Applying BioTIP to data of developing mesoderm identified four significant and reproducible CTSs. (A) Uniform manifold approximation and projection (umap) plot of 15.9k developing mesoderm cells (E8.25, GSE87038, published in 2019) colored and numbered by 19 clusters of transcriptionally similar cells (See Supplementary Figure S7a, b). Blue hollow arrows illustrate the knowledge-based pseudo-orders.

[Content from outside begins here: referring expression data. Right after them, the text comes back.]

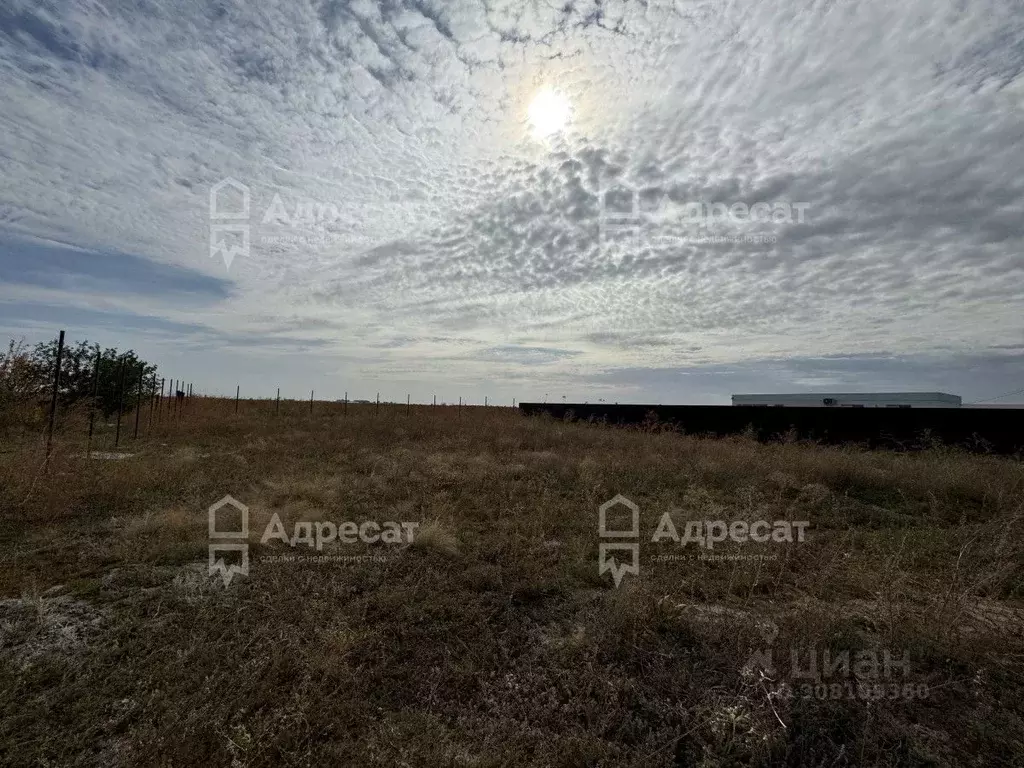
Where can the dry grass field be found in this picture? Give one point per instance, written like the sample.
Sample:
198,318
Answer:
492,639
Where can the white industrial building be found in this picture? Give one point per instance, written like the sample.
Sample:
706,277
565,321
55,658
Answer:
851,399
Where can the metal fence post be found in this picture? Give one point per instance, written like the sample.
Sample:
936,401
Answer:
121,399
138,398
92,404
53,396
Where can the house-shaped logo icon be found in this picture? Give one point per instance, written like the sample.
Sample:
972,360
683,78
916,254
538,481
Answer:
229,200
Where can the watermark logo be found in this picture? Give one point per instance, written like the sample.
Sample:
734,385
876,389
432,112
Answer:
240,543
629,540
827,674
647,216
619,214
705,534
228,220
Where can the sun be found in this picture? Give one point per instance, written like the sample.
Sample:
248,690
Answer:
549,112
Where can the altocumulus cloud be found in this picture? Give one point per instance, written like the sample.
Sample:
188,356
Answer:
408,227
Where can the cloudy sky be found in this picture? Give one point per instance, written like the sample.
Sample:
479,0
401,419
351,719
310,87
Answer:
521,199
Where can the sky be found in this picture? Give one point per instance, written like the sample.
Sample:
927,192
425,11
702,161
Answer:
669,201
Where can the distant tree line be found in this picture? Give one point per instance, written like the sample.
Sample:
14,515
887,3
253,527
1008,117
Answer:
27,375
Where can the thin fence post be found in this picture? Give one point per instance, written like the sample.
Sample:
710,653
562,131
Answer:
153,397
53,396
121,399
138,398
92,404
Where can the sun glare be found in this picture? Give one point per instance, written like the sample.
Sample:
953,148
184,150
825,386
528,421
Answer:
548,113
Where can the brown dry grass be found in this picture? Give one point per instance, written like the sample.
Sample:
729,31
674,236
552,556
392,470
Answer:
493,641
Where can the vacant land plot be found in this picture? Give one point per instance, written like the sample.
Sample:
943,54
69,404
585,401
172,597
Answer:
893,634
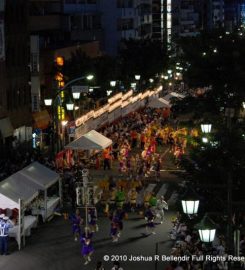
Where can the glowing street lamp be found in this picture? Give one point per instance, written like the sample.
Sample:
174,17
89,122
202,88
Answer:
70,105
137,77
113,83
90,77
206,128
48,101
190,202
76,94
64,122
205,140
206,229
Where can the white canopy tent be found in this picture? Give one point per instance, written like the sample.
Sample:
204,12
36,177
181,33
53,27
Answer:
41,175
173,95
92,140
17,192
14,188
159,103
44,178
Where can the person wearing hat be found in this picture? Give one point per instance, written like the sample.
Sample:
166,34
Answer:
1,218
161,205
5,225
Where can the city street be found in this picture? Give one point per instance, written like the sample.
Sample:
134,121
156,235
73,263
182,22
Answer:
51,246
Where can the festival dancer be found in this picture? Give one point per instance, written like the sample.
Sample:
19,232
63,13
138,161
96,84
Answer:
92,219
77,221
114,231
149,217
87,247
161,205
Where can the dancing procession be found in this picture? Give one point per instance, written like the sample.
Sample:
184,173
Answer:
140,144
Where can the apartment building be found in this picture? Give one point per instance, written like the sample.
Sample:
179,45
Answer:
15,114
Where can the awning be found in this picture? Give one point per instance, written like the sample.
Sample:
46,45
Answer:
40,174
42,119
6,128
14,188
159,103
171,95
92,140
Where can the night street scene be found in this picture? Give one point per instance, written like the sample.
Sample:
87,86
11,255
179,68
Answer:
122,134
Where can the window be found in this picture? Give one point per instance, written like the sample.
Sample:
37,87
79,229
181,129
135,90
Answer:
125,24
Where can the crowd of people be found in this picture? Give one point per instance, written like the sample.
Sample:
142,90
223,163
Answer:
187,243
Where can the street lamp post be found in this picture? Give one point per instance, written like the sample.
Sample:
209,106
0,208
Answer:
69,107
206,229
137,78
190,202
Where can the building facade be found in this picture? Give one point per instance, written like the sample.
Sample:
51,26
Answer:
15,110
109,22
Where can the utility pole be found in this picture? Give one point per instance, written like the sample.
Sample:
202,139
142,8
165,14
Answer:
229,113
84,195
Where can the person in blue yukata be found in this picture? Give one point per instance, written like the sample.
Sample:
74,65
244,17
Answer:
5,225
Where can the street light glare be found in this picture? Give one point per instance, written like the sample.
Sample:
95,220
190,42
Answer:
112,83
76,95
70,106
64,122
48,101
90,77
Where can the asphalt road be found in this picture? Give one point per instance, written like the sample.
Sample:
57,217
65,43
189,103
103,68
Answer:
52,247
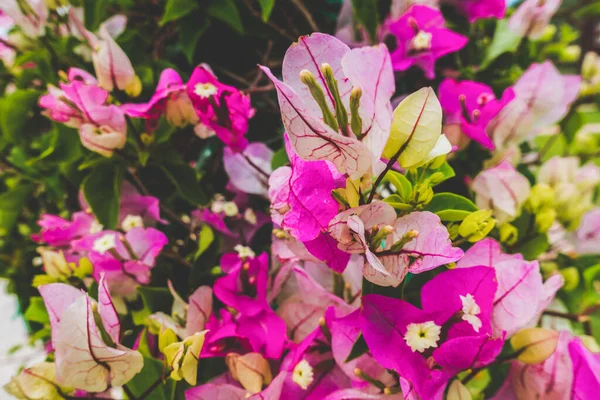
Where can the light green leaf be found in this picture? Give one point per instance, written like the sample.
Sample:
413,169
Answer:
266,7
15,113
279,159
102,191
446,170
453,215
176,9
415,129
401,183
450,201
535,246
505,40
94,13
207,236
226,11
152,371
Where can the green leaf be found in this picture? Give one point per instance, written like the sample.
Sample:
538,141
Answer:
453,215
444,169
358,348
11,204
64,147
190,31
576,121
102,191
395,201
366,13
505,41
94,13
266,7
401,183
207,236
591,275
15,114
156,299
152,371
184,179
176,9
450,201
279,159
589,11
226,11
550,146
36,312
535,246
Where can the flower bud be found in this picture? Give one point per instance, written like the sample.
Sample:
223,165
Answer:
134,87
340,111
570,53
37,382
317,93
544,219
508,234
251,370
571,277
477,225
548,33
548,268
534,345
437,177
458,391
166,337
355,119
541,196
183,357
55,263
590,67
422,195
406,238
590,343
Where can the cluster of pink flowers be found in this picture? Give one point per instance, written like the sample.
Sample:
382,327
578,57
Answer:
324,315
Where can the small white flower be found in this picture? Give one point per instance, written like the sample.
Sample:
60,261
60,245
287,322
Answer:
104,243
132,221
244,252
96,227
230,209
470,311
421,41
303,374
217,206
422,336
204,131
205,90
250,216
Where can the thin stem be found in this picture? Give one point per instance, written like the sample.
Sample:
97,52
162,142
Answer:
142,188
388,167
569,316
154,385
256,167
307,15
499,360
128,392
177,258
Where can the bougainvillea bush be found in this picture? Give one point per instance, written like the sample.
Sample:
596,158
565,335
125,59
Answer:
286,199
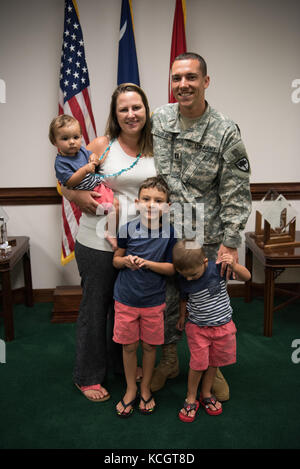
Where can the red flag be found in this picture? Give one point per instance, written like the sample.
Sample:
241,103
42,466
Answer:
74,100
178,39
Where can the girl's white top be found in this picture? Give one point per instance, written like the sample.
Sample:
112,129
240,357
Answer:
125,188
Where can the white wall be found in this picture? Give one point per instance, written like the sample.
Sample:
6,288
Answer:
252,50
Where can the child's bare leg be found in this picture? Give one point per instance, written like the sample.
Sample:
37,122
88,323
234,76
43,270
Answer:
149,354
207,383
193,384
112,225
130,364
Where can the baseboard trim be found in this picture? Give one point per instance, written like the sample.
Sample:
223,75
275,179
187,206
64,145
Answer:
66,299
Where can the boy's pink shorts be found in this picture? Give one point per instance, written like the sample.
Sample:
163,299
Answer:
132,324
211,346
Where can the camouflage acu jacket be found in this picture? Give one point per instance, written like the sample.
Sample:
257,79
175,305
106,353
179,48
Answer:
205,164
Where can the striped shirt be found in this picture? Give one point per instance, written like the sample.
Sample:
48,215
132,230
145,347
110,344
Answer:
66,166
208,303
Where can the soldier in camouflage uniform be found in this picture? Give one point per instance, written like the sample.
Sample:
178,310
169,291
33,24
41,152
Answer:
200,154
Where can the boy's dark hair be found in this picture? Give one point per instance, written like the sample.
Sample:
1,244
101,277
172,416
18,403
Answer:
155,182
187,253
194,56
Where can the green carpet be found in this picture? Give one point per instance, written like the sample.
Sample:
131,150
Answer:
41,408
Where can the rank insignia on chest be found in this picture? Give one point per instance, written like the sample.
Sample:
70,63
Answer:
243,164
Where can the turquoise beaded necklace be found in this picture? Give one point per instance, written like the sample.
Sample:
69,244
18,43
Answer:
104,176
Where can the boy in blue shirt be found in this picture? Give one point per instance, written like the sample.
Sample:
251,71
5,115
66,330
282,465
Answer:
210,330
144,257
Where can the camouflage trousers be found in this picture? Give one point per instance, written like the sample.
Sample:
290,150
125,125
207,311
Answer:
171,316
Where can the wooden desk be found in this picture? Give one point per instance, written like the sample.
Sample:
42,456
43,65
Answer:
274,262
19,252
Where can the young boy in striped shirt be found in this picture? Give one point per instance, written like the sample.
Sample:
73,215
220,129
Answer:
210,330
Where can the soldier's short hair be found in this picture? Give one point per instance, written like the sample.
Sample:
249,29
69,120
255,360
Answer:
59,122
188,253
155,182
194,56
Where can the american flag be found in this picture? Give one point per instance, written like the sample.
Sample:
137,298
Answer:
75,100
178,45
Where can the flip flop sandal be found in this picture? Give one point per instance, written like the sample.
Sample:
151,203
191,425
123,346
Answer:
207,401
188,408
94,387
124,414
147,411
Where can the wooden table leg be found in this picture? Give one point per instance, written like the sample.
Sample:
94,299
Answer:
27,279
7,307
249,265
269,302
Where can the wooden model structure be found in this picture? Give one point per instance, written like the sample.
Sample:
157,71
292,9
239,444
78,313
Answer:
269,235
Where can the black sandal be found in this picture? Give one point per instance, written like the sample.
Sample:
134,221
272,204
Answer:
124,414
147,411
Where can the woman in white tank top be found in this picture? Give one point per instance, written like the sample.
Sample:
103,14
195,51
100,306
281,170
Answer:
127,163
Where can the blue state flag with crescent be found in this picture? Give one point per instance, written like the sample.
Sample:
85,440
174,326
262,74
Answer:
128,70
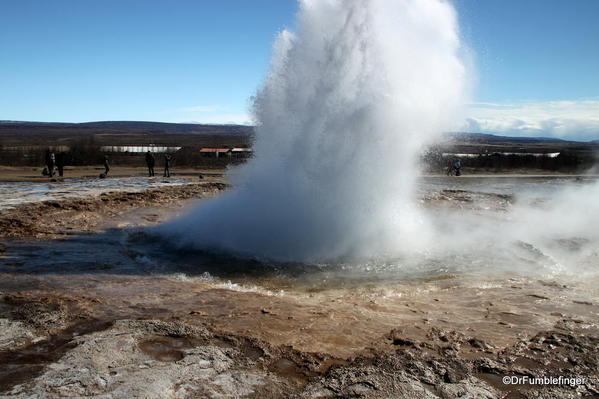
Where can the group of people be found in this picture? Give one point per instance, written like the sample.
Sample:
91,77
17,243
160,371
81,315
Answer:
151,162
454,168
55,164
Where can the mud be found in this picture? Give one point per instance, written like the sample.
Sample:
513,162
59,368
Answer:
95,328
50,219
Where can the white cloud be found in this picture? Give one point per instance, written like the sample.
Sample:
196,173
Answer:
577,120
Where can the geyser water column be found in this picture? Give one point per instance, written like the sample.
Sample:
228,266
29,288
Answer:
351,98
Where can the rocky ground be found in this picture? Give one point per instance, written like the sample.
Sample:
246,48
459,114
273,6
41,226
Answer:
106,335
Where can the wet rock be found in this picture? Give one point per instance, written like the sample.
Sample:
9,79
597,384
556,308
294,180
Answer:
479,344
14,334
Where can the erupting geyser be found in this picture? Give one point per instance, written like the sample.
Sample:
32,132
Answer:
351,98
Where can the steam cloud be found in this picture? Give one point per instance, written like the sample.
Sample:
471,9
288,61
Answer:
350,99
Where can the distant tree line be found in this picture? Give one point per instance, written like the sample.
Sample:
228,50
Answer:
566,161
86,152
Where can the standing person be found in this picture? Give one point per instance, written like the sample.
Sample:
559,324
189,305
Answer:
50,162
60,158
167,165
106,166
450,168
458,167
150,161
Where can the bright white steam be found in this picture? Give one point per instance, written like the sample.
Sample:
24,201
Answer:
351,98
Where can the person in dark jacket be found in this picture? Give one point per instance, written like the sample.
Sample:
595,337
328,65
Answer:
106,165
167,165
50,162
60,161
150,161
458,168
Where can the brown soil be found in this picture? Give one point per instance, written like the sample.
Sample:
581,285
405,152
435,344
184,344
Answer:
155,336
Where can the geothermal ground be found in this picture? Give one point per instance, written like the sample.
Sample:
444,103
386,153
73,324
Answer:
93,306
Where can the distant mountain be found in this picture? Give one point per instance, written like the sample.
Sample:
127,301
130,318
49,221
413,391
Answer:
128,127
492,138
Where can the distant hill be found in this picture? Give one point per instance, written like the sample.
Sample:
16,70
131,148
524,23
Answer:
492,138
111,126
192,134
123,133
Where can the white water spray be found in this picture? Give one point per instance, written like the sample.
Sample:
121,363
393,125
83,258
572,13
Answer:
350,100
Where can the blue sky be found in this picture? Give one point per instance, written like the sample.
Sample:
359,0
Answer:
537,61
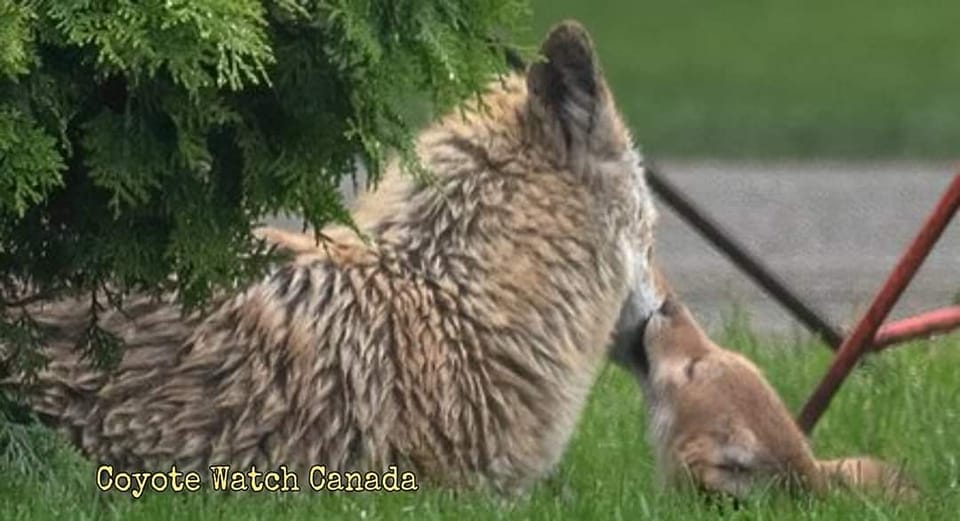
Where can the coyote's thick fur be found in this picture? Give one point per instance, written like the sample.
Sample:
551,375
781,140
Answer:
714,420
460,341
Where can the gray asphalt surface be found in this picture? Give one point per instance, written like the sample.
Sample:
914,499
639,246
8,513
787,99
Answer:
831,230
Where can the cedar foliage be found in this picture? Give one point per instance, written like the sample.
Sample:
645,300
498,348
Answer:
141,140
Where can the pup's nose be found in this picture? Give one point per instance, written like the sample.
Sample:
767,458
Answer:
669,307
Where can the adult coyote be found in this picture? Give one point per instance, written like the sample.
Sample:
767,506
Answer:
459,341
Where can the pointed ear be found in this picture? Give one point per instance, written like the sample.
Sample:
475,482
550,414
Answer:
570,96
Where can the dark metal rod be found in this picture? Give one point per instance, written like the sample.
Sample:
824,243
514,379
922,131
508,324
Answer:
746,262
862,337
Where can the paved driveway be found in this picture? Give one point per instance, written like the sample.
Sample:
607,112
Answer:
833,231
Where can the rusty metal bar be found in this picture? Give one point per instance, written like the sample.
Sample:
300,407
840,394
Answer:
746,262
919,326
859,341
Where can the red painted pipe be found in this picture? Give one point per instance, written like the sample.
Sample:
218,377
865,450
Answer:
859,341
923,325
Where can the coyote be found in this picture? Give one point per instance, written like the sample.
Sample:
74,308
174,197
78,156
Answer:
458,339
714,420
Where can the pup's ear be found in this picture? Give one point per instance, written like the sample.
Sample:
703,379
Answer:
570,96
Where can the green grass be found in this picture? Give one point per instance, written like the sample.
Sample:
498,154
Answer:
902,406
775,78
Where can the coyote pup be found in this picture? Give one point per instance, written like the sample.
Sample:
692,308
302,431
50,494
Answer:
717,422
460,341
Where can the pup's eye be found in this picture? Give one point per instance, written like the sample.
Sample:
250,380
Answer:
733,467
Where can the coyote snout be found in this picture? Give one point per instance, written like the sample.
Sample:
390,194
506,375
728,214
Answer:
716,421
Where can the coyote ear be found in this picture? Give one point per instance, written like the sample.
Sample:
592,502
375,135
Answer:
568,90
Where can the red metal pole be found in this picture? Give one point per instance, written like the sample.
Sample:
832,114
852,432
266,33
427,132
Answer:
859,341
925,324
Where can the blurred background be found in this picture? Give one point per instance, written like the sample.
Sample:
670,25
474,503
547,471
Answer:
821,132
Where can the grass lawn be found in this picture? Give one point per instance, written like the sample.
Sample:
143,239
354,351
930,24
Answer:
773,78
903,406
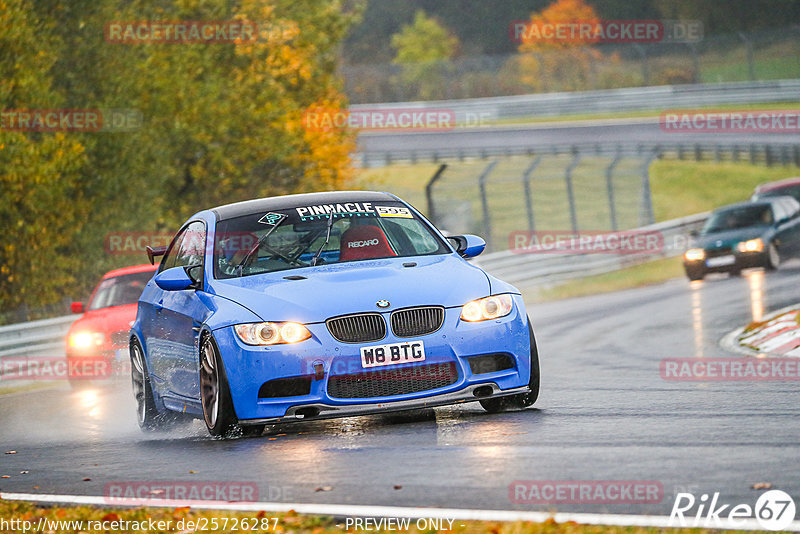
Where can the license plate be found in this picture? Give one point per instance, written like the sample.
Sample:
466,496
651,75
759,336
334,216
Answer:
720,261
392,353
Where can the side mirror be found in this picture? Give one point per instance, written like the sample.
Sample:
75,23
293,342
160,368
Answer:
155,252
174,279
468,246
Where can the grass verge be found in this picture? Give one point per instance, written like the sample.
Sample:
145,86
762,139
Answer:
169,520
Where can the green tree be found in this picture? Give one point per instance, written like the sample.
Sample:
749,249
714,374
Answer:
423,47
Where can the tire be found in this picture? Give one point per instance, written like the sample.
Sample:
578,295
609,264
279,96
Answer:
215,395
773,258
522,400
147,414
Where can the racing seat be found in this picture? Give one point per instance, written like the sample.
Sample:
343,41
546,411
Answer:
364,242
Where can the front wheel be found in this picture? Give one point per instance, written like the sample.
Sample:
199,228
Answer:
773,257
522,400
218,412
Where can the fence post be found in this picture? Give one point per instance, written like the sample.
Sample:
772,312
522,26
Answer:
695,63
487,221
573,217
751,71
612,208
526,182
646,216
429,192
645,73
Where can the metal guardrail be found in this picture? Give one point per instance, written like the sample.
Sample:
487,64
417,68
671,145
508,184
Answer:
662,97
544,269
754,153
36,338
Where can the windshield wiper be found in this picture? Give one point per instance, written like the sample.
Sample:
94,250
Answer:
261,240
327,238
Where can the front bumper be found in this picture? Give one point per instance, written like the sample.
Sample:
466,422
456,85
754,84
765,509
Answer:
327,411
741,260
322,356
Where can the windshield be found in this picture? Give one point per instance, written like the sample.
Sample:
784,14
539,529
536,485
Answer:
120,290
287,239
741,217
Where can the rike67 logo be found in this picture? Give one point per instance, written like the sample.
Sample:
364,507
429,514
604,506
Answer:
774,510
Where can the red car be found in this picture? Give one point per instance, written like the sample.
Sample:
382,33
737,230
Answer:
788,187
97,343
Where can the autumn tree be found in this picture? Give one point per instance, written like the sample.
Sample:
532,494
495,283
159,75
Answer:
422,47
221,122
564,63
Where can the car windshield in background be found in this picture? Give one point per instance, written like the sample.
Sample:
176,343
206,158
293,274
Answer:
320,235
120,290
741,217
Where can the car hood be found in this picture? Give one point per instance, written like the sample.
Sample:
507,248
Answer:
106,320
339,289
728,238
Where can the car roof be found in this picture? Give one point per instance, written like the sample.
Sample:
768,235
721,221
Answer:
771,186
247,207
130,270
760,202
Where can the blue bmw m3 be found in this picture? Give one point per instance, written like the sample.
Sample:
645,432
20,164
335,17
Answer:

ExE: extra-embryonic. (B) Similar to Figure 3b, showing the smooth scatter plot of 10.9k expressed genes. (C–E), Similar to Figure 2C–E. Each illustrates the results in 11 of 19 clusters that have module identifications. See Supplementary Figure S7d for stability. (F) Validating the four CTSs in independent profiles of 11 039 E8.25 cells of 16 pre-defined sub-cell types (published in 2018). Ic.shrinks of each CTS across these sub-cell types (line) were compared to their empirically simulated scores (box, 1000 runs). Calculation was conducted after mapping all CTS genes (n = 79, 60, 67, 90) to this profiling, extracting >98% of CTS genes (n = 79, 60, 65, 88, respectively) measured. The sub-cell type with the highest Ic.shrink is highlighted with a red dot, and the p-value for the Delta is shown. The red number on the x-axis indicates ‘CTS-mapped’ states of bifurcation. (G) Venn-diagram comparing the up-regulated biomarkers of each bifurcation state (in 2019 profiles) with the biomarkers of the mapped sub-cell types (in independent 2018 profiles). The numbers in the Venn count the up-regulated biomarkers (See Supplementary Figure S8). Circle color represents the four CTSs. Fisher's Exact tested P value. Some shared markers are displayed to the right. (H) Umap showing 2018 E8.25 cells, colored and indexed by 16 unique sub-cell types. Blue hollow arrows illustrate the knowledge-based pseudo-orders. Colored text indicates four CTS-mapped states of bifurcation.